Low Body Mass Index and Alzheimer Disease: Is There a Link?

Individuals with low BMI are not at an increased risk for Alzheimer disease.

Individuals with a low body mass index (BMI) are not at increased risk for Alzheimer disease, according to recent research published in the Journal of Clinical Endocrinology & Metabolism.

Ruth Frikke-Schmidt, MD, DMSc, PhD, from the Department of Clinical Biochemistry at Rigshospitalet, Copenhagen University Hospital, Denmark, and fellow researchers analyzed the risk for Alzheimer disease in 95,578 men and women from the Copenhagen General Population Study (CGPS), using a Mendelian randomization approach, and also analyzed data on 303,958 individuals from the Genetic Investigation of Anthropometric Traits (GIANT) and the International Genomics of Alzheimer’s Project (IGAP).

Patients were a minimum of 20 years old and had follow-up data available for up to 36 years. Of the CGPS individuals, 645 developed Alzheimer disease and 3281 people developed type 2 diabetes.

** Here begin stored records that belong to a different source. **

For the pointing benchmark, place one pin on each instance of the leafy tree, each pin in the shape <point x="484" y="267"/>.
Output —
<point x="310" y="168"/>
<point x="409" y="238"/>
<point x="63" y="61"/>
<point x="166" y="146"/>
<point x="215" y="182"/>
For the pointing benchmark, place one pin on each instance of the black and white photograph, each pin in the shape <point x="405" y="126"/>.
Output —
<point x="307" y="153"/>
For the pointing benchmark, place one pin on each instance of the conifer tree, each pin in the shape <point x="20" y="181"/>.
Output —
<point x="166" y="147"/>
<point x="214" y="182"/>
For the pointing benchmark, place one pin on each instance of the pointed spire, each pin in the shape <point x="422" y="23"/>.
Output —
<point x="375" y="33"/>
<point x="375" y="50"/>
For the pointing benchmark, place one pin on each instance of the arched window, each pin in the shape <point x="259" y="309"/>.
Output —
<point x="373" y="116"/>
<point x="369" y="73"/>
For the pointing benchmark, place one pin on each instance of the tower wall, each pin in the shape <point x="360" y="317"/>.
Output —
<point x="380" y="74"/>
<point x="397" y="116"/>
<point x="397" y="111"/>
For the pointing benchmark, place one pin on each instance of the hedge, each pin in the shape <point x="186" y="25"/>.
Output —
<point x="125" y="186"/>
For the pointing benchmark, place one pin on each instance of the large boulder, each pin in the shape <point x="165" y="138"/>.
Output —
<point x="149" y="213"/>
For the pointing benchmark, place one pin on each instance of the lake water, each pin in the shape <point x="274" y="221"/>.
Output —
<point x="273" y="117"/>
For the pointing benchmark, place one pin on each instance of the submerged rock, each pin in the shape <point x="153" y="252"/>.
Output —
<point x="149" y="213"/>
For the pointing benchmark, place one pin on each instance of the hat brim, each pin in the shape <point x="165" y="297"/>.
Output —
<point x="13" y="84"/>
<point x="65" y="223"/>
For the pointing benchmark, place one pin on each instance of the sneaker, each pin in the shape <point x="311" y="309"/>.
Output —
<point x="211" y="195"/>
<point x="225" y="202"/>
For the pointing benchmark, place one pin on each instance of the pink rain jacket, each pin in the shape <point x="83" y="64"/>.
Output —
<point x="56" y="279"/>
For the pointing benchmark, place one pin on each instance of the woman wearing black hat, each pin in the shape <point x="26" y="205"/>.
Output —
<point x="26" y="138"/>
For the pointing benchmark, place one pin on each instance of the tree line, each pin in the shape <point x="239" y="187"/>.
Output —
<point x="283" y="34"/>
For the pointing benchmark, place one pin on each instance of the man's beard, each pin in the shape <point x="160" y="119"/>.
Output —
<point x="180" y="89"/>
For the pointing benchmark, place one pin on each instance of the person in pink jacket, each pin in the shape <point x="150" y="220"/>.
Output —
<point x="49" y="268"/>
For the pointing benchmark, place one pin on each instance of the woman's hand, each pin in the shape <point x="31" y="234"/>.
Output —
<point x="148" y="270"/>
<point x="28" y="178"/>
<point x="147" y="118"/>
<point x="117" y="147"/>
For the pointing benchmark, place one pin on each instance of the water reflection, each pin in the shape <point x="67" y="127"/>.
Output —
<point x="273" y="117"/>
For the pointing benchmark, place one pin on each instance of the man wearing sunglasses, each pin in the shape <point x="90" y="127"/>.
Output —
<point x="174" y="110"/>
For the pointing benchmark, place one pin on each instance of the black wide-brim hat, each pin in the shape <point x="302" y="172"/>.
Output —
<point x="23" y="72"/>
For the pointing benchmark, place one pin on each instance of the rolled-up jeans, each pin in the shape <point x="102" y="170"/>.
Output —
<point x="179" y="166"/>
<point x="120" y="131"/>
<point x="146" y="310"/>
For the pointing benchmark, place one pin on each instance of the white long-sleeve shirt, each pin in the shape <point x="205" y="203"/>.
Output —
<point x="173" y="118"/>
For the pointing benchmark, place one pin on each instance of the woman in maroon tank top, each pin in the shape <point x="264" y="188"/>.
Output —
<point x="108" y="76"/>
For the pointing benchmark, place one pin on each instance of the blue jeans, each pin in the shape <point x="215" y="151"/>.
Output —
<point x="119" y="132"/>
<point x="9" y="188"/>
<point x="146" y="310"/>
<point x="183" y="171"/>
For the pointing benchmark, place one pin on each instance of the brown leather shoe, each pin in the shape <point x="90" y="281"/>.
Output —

Genetic analyses of BMI were conducted by creating 2 genetic instruments from the 5 genetic variants that have the strongest association with BMI. First, the researchers created a weighted allele score that consisted of alleles associated with decreasing BMI in 4 groups that corresponded “to the sum of the individual β-coefficients for the BMI decreasing alleles in each individual adjusted for age and sex.” The second instrument was a simple allele score determined by counting BMI decreasing alleles in each of the patients, who were then also categorized into 4 groups.

The researchers found a 0.98 causal odds ratio (95% CI, 0.77-1.23) for a genetically determined 1 kg/m2 decrease in BMI when determining the weighted allele score for the CGPS database. Participants in the CGPS database also had a hazard ratio of 1.07 (95% CI, 1.05-1.09) for a 1 kg/m2 decrease in BMI and a hazard ratio of 1.32 (95% CI, 1.20-1.46) for a decrease in BMI of 1 standard deviation.

Using consortia data from GIANT and IGAP, the researchers found a decrease in BMI of 1 standard deviation had a causal odds ratio of 1.02 (95% CI, 0.86-1.22).

“Previous studies and a recent meta-analysis concluded that midlife obesity increases dementia risk whereas obesity at older ages is associated with lower risk of Alzheimer disease,” the researchers wrote. “Recently, large-scale population evidence from the UK [Clinical Practice Research Datalink] study reported that low BMI in all age groups was associated with high risk of Alzheimer disease. These conflicting results reflect well-known problems in observational epidemiology where associations are prone to confounding and reverse causation — the latter of special concern when estimating effects of BMI and Alzheimer disease.”